Opini

Wajah Pendidikan Indonesia Sangat Buruk?

×

Wajah Pendidikan Indonesia Sangat Buruk?

Sebarkan artikel ini
IMG 20191122 WA0048
Sumenep, 5 Desember 2019
Opini: Yant Kaiy

OPINI — Seperti dilansir dari berbagai media online. Berdasar hasil penilaian Survei Program for International Student Assessment (PISA), bahwa pendidikan di tanah air masuk sepuluh besar terbawah. Artinya wajah pendidikan RI sangat buruk.

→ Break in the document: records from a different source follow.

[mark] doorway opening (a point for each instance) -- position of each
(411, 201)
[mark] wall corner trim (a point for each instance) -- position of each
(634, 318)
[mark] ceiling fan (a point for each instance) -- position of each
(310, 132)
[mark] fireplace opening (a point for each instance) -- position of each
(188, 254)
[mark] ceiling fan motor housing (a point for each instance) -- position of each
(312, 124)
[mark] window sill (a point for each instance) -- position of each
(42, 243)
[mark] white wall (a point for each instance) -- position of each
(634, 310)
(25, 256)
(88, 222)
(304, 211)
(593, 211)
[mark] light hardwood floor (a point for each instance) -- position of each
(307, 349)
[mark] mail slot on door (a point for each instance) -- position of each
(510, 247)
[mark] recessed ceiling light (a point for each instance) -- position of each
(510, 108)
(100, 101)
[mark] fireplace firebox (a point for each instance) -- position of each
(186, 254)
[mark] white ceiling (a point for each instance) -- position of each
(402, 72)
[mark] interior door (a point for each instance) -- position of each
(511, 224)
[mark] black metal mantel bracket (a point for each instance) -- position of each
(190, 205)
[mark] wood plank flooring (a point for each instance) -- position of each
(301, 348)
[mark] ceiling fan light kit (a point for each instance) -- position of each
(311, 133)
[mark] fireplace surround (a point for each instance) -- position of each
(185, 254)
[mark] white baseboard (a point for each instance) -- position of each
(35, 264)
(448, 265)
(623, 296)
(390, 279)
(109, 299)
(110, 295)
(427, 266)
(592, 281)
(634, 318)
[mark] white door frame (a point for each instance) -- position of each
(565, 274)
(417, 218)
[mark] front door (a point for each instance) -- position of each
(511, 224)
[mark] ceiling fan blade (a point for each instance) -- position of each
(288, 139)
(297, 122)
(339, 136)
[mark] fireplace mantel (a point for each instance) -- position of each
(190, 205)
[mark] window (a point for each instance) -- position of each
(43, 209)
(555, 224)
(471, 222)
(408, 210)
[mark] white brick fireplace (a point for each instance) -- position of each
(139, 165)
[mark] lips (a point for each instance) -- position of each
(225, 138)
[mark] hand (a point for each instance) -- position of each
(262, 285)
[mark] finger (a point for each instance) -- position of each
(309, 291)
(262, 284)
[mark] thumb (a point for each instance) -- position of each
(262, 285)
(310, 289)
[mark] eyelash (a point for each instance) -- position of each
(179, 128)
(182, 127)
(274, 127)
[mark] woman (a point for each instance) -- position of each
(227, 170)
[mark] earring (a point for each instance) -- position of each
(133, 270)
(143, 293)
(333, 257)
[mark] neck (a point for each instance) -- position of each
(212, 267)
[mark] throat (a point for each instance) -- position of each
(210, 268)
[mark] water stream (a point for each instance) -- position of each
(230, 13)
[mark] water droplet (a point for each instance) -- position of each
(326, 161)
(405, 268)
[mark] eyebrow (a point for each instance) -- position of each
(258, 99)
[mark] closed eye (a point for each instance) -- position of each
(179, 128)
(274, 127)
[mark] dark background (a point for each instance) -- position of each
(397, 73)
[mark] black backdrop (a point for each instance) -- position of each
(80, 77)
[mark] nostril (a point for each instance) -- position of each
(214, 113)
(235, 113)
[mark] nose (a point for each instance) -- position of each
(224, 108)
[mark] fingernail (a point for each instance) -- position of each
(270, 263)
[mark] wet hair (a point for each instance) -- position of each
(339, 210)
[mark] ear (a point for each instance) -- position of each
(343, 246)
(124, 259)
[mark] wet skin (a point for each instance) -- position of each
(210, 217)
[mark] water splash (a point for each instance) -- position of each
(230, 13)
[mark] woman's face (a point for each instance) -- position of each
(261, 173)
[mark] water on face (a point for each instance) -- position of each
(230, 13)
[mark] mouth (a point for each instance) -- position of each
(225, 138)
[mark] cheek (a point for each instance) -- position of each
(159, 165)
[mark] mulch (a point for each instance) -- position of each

Sebegitu burukkah wajah pendidikan kita? Sehingga Mendikbud Nadiem Makarim berapi-api mau mengevaluasi dan meningkatkan kualitas pendidikan di Indonesia. Sangat meniscaya. Asa terhampar diantara korupsi merajalela pejabat Negara. Bukan pesimistis, tapi bersih-bersih kacoak dan tikus kantor juga penting agar tidak mudah terjangkit penyakit.

Jangan lupa pula, selama ini penyakit pendidikan Indonesia juga berasal dari kepentingan politik dari pemangku kebijakan itu sendiri. Dari luar tampak regulasi itu akan bisa mengobati penyakit, tapi pada akhirnya cuma sebuah mega proyek yang mengenyangkan golongannya. Sungguh memalukan. Sudah wajah pendidikan buruk masih mau telanjang-bulat pula. Najis.

Sebagian besar guru honorer sangat mengapresiasi pernyataan Mendikbud. Lebih-lebih guru PN di pelosok daerah. Mereka ingin kepastian regulasi apa yang bisa menyembuhkan borok  bernanah di tubuh pendidikan Indonesia. Harus ada pil pahit sebagai penawarnya.

Gonjang-ganjing kurikulum yang akan diubah. Ujian Nasional akan ditiadakan dan semacamnya, telah menjadi isu hangat di kalangan para guru. Pada akhirnya para pendidik pun ikut angkat bicara di beberapa ruang di mana mereka bisa menyalurkan aspirasinya. Wajar, mereka merupakan pemain. Mereka akan tetap mengikuti skenario dan arahan sutradara.

Menurut Ketum PP Muhammadiyah, Haedar Nashir, bahwa penghapusan Ujian Nasional (UN) memerlukan pengkajian secara komprehensif. Supaya tidak ada kesan bahwa ganti menteri ganti kebijakan.

Kebijakan apa pun memang penuh risiko, penuh tantangan. Seorang menteri Negara tentu akan mampu memilih dan memilah serta menimbang satu kebijakan. Ia tidak berdiri sendiri. Banyak tangan dan kaki yang bisa digerakkannya. Tinggal ucapan keputusan dari bibirnya. Akhirnya diambillah satu kebijakan. Tidak boleh mencla-mencle.

Tapi perlu juga diingat, bahwa para guru, terutama guru honorer, telah bersusah-payah membangun dunia pendidikan. Paradigma kalau guru honorer berfungsi ganda selama ini perlu dapat catatan. Guru honorer kebanyakan sebagai guru plus operator itu benar adanya. Mereka menghandel dua posisi urgen di sekolah.

Bahkan ada guru honorer merangkap jadi penjaga sekolah. Namun apa lacur, kerja kerasnya bagai embun pagi hari saja. Tak dapat apresiasi dari siapa pun.

Kini ada Mendikbud baru ramai-ramai membicarakan perubahan di dunia pendidikan. Sejatinya kita bijak, yang berkarya dan berprestasi siapa selama ini. Mari kita lebih berkontemplasi!